Toda vez que há um comício nos povoados, os candidatos à próxima eleição abastecem os veículos dos correligionários. Também sobram cupons para penetras que vão em todas as festas eleitorais e para quem se finge de distraído.

Há anos vejo essas cenas, e também o efeito que tem, na zona rural, a chegada das caravanas com os motores rosnando, aparelhagens de som aos berros, buzinas, fogos trovejando e uma multidão de estranhos que viaja de graça. Nestes dias no interior fica mais claro o significado: Aí vem o candidato a rei, e ele pode ser rei porque tem dinheiro, tem amigos, mulheres e homens bem vestidos e alegres como ele.

O candidato a rei traz uma nova era de fartura, porque na eleição todos temos os privilégios de candidatos a rei. Todos somos o candidato a rei, felizes e abastecidos e abraçados e embriagados. Depois, não somos nada.

Também aqui, no interior, o mototáxi Ariel, que sempre me transporta pelas roças, me conta que no povoado da Barreira, onde o rio Itapicuru é mais caudaloso, pescaram um peixe de 40 quilos. Pescaram não, abateram a tiros, e depois comeram. “O bicho era do tamanho de um carneiro. Não tinha quem pegasse com tarrafa nem anzol”, relata o piloto, que se pela de medo de banho de rio ou de lagoa, apesar de ter nome de sereia. “Está vendo porque eu corro de água?” diz ele, fazendo troça.

No Rancho do Regalo, meu refúgio, tento escrever a história de um homem que afugenta fantasmas a tiros. A história é só isso, inspirada num ritual religioso de um povo distante, que vi numa enciclopédia. Escrevo que há um casarão e é noite. Um homem herda o imóvel, chega para habitá-lo e, impaciente com os ruídos, fuzila todos os cômodos. Dane-se as dívidas das almas penadas, que elas chorem em outro lugar.

De repente, paro de escrever e reparo nas galinhas que devastam o terreiro do rancho. Elas cavoucam o chão e retiram minhocas e raízes, detonam as plantas e trucidam gafanhotos e outros insetos. Vira tudo um grande areal. As formigas, que imperavam ali, agora só abrem furos tímidos na área ladrilhada.

Na hora da comida, é um Deus nos acuda. As galinhas furtam das suas parceiras e correm para papar escondidas. Outras vezes, quando a fome aperta, sugam os ovos de suas vizinhas e devoram até as cascas.

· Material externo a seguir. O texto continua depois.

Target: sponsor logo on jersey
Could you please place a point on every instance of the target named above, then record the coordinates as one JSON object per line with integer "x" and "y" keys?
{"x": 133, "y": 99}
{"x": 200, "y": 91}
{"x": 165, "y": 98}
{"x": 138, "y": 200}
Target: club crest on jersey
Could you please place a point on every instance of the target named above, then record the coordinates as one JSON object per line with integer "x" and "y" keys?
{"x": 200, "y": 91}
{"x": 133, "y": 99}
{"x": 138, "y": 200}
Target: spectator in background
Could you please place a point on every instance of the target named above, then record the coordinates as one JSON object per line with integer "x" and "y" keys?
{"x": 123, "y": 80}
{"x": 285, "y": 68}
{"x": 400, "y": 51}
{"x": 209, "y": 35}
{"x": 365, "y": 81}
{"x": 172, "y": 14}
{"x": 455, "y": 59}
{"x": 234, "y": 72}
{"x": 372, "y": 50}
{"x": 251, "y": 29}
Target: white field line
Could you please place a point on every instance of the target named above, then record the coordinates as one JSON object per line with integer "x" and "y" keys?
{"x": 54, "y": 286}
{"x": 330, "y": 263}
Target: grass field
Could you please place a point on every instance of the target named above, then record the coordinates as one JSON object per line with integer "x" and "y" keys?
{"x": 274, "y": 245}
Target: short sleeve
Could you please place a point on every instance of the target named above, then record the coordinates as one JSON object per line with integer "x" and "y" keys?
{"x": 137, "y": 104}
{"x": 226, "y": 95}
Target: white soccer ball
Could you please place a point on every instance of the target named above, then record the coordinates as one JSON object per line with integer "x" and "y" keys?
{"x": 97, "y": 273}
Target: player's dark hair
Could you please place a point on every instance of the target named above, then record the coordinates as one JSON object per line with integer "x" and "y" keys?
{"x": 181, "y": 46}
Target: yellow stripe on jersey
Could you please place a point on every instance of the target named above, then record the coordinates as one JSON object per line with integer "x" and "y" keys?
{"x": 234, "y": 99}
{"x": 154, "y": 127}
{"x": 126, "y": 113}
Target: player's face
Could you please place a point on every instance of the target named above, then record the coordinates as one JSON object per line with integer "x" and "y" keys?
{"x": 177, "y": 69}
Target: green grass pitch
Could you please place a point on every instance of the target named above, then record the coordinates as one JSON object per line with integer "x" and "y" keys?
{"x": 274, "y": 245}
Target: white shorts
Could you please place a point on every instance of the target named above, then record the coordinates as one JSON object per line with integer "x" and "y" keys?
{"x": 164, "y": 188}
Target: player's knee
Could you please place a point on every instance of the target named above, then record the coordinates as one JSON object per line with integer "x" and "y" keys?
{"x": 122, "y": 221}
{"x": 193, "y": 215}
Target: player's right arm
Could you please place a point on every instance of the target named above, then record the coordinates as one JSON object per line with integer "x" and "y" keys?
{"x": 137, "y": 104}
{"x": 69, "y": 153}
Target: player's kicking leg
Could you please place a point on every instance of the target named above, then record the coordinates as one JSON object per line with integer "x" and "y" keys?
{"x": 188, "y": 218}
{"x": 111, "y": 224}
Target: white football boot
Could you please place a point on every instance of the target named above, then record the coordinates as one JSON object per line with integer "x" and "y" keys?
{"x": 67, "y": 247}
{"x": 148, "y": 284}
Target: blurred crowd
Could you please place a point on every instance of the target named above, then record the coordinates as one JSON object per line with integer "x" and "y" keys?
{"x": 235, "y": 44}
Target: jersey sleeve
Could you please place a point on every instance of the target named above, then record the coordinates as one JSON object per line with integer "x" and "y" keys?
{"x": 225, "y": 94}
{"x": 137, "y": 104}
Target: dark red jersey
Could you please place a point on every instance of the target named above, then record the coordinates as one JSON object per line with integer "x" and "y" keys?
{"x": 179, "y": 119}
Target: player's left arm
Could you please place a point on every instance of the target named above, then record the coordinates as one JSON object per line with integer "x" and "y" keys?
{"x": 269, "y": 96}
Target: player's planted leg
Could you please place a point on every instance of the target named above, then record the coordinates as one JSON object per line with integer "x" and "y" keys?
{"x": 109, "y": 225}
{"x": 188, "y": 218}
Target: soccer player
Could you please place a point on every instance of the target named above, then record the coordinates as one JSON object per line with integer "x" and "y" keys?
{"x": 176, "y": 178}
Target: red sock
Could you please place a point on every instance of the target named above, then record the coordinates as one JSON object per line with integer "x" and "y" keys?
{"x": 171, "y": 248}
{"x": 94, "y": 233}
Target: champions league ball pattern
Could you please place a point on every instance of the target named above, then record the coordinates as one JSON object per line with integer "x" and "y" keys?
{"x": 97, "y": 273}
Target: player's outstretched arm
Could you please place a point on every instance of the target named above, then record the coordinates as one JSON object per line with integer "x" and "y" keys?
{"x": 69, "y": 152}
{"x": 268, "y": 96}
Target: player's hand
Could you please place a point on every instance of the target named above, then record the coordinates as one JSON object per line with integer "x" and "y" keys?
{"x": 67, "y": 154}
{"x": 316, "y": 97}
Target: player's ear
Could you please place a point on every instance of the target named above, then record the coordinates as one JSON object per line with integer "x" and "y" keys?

Gosto de observá-las porque parecem humanas, na rudez, na voracidade, na inconsequência, na melancolia. Imagino que em alguma época da história, no passado ou no futuro, as galinhas disputam com os homens o domínio do mundo.

Atualmente, os homens as almoçam. E fazem filas para o combustível, cheios de animação.

No interior dá para ver melhor o mundo, os predadores e suas presas.